The requirements for modern business intelligence or analytics systems can't be underestimated. Systems not only have to be robust, fast and reliable, they also need to be able to quickly respond to new requests and changing requirements.
The cloud, with its unparalleled scale and flexibility has swept away the Hadoop landscape in almost no time. Running large, distributed batch or streaming data processes will never be trivial, but are a lot easier to manage with cloud services that care of a lot of the infrastructure heavy lifting for you. However, you don't need to process massive petabytes of data to be successful with cloud analytics, the same advantages to cloud analytics apply to projects with more modest data volumes.
With the services offered by your cloud vendor and the pay-per-use pricing model, experimenting with technology becomes a lot easier than it would be in an on-premise scenario. Running a machine learning project in an on-premise scenario would require you to set up the required (virtual) hardware and install and configure your machine learning environment. This alone could be a daunting tasks, but only takes enabling and trying out the services offered by your cloud provider. The problems to solve won't change, the ease of use may increase dramatically.

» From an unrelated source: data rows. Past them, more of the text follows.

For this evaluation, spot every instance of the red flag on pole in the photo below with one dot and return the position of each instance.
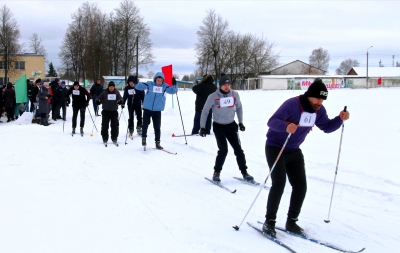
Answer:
(167, 71)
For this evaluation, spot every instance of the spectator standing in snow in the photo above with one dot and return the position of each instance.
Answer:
(225, 103)
(296, 116)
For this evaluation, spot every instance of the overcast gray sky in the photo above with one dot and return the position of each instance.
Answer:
(345, 28)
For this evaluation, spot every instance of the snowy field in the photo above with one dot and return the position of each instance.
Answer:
(71, 194)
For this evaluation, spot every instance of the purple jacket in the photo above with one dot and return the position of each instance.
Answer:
(290, 112)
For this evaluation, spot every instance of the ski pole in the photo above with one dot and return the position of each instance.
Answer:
(337, 166)
(262, 186)
(181, 115)
(91, 118)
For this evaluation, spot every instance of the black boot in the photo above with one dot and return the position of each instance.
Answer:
(269, 228)
(158, 146)
(293, 227)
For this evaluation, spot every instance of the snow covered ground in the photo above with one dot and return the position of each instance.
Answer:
(71, 194)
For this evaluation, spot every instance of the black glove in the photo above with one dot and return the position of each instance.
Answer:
(241, 127)
(202, 132)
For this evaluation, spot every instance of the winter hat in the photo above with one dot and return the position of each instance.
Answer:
(317, 90)
(224, 80)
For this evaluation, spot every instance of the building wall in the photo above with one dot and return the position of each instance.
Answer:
(297, 68)
(32, 63)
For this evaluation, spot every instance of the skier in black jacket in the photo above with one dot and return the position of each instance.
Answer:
(203, 90)
(110, 98)
(135, 99)
(80, 100)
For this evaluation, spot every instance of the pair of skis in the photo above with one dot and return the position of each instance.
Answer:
(280, 243)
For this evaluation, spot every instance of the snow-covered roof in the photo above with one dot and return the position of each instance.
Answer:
(377, 71)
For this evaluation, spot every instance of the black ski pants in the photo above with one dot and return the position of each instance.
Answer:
(106, 118)
(290, 163)
(138, 110)
(222, 134)
(75, 111)
(156, 117)
(196, 122)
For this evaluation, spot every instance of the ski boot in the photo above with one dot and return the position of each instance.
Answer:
(216, 176)
(293, 227)
(269, 228)
(158, 146)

Cloud vs on-premise Cloud Projects
A number of differences between cloud and on-premise projects we've come to take into account through experience are:
- Plan: moving to the cloud is easy. Moving out of the cloud or to another cloud provider won't be. Investigate which cloud provider works best for you, what your cloud migration road map, timeline and budget will be
- Architecture: even more so than for on-premise projects, architecture is key. You'll want to have a flexible architecture that is future-proof, but allows you to swap components in and out as your project evolves. A key element in your architecture is to identify which components will use your cloud provider's services and which components you'll want to install and configure yourself. Using your cloud vendor's services will get you up and running quickly but increases your lock-in, self-managed services will reduce the lock-in, but will take you more time and effort to manage.
- DevOps: to harvest the flexibility and scalability of the cloud, you'll have to go all in. Manually maintaining your infrastructure won't work. Once you have a basic architecture in place, start scripting that environment. There are lots of platforms (Ansible, Terraform, AWS CloudFormation, GCP Cloud Deployment Manager to name just a few), find out what works best for you.

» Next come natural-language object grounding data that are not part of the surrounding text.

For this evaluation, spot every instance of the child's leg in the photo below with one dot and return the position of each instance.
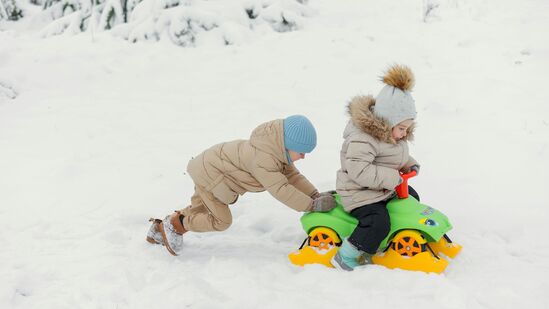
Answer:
(373, 226)
(206, 213)
(413, 193)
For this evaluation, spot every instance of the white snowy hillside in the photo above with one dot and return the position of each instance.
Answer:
(96, 133)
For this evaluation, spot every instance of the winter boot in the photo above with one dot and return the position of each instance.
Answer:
(168, 232)
(346, 257)
(154, 236)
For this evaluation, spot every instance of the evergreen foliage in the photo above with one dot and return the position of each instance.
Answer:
(184, 22)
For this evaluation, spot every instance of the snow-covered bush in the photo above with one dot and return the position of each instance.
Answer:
(184, 22)
(9, 10)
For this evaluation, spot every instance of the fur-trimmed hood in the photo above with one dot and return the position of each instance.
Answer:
(360, 108)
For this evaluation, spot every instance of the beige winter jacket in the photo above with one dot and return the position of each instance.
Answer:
(370, 157)
(231, 169)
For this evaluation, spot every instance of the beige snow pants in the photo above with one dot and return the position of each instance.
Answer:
(206, 213)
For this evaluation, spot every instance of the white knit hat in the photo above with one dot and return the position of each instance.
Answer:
(394, 103)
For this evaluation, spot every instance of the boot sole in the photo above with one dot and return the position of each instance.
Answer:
(166, 244)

- Experiment: all cloud platforms release new and update services continuously. Experiment, try, do PoCs to find out which services you can benefit from. There is a vast number of services for streaming data processing, relational and NoSQL databases, storage etc, all of which can be enabled and tested, often through just a couple of clicks.

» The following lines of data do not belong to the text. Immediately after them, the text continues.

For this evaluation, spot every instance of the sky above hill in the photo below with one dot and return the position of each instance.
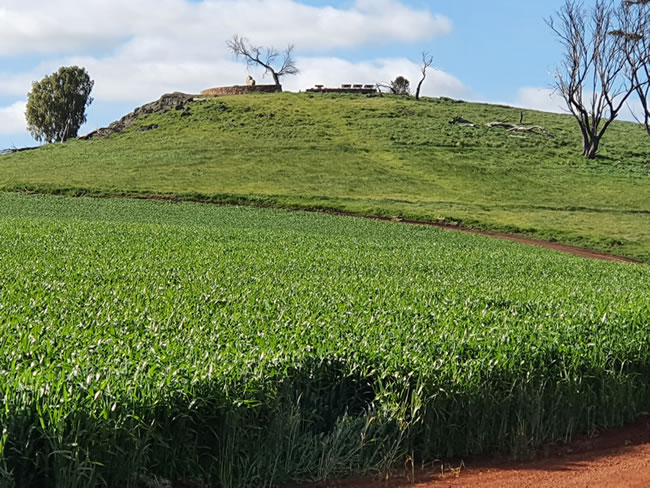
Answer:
(136, 50)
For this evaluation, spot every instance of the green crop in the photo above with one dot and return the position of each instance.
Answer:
(247, 347)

- Monitor: as your infrastructure and cloud environments starts to grow, it's easy to lose the overview. Start monitoring your environment (and cost!) as early as possible, and let your monitoring environment grow with your cloud deployments.
The Big Three: AWS, Azure and GCP
The lion's share of the cloud market is taken by AWS (Amazon Web Services), Azure (Microsoft) and GCP (Google Cloud Platform). Which platform works best for you depends on a lot of factors. There are no definitive answers, a lot depends on your specific needs and preferences.
All three platforms have everything you need to successfully run your data warehouse, data lake and analytical projects. All three have invested heavily in a robust toolbox of AI and ML services.
The general advantages of running your projects in the cloud apply to business intelligence or analytics projects as well:
- scalable, flexible: you only use (and pay for) what you need. Quickly and/or temporarily expanding resources and experimenting with new technologies becomes a lot more achievable and affordable. As mentioned earlier, resource and cost monitoring is key to keep close control over your deployments.
- reliable: cloud providers guarantee service uptimes that are hard to achieve in your own data center. The roll-out, deployment and monitoring of your project-specific infrastructure and services can be fully automated.
- easy: a lot of mandatory but time consuming tasks, ranging from installing security updates over building backup/restores procedures to the installation and configuration of entire clusters can all be taken care of by cloud services, freeing up your own time for tasks that add value
- secure: cloud providers take care of encryption, protection against DDoS attacks, firewall management etc at a scale and on a level that makes even the largest companies and organizations move their data to the cloud
How can we help?
Over the last number of years, the vast majority have moved to or started in the cloud. We have extensive experience in running BI and analytics projects in the three major cloud platforms: AWS, Azure and GCP.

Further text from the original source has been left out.